JHS displays island letters in library
Letters and postcards were the way islanders kept in touch with each other in the ninteenth and twentieth centuries.
The new exhibit in the display case in the library lobby shows a sampling of these types of communications from the Jamestown Historical Society's collection.
In a letter from 1807 - the earliest one on display - the Speaker of the state's House of Representatives writes to Town Clerk, Wager Weeden, that since John Remington had resigned as a representative, the town was required to elect a new representative.
In other letters, 15-year-old Mary Howland Gardiner is given directions for traveling from Buffalo, N.Y. to Jamestown by herself (1847), the Town Council is petitioned to include Howland Avenue and High Street "in the streets that are watered during the summer season" (1899), and in 1916 Mary Stout, age 11, asks her father in Philadelphia for a "niblic club because it took me eight to get of (sic) a bunker with my mashie."

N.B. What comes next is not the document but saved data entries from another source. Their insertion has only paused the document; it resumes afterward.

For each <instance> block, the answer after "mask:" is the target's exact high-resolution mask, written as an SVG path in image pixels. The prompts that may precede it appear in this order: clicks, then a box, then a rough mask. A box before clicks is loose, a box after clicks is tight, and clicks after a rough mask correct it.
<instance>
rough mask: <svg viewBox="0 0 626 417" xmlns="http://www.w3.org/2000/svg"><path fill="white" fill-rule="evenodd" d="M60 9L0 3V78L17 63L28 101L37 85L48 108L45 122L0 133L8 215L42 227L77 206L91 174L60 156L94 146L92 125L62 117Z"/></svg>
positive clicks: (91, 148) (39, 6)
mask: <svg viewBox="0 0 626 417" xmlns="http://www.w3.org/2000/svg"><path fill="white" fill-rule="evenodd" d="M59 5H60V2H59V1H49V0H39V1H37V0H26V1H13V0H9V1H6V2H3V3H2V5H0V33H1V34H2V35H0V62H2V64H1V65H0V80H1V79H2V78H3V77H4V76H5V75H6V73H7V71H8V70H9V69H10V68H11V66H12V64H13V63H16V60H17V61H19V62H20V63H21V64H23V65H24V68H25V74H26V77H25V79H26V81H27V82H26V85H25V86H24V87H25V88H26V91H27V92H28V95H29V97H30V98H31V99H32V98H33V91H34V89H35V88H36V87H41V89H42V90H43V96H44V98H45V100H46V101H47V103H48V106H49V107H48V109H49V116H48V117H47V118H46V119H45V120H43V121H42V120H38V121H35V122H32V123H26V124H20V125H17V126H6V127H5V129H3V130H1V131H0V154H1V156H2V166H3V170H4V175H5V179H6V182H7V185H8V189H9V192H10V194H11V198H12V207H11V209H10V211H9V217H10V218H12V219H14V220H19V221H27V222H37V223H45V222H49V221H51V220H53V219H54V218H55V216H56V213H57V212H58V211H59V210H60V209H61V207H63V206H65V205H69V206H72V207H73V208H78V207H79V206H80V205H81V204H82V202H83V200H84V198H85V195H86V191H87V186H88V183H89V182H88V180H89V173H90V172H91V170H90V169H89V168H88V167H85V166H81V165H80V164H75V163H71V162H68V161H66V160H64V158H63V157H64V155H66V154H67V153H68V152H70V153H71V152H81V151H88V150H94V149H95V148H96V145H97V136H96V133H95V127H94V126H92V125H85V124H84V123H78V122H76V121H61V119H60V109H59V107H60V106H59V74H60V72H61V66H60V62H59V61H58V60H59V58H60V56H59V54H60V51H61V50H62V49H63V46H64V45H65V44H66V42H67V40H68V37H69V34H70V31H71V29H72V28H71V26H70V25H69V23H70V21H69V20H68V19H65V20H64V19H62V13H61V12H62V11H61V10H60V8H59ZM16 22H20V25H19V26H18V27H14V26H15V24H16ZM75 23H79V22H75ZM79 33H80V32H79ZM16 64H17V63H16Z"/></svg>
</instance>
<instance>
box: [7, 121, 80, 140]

The most recent item on display is a postcard showing the Mackerel Cove Beach pavilion, which was built in 1928 and destroyed by the 1938 hurricane. The message on the card, sent in 1953, includes an apology, "Pardon please this relic of older days!"
The Jamestown Historical Society is encouraged by an increasing number of unsolicited donations, such as the two collections of family letters that are in the exhibit.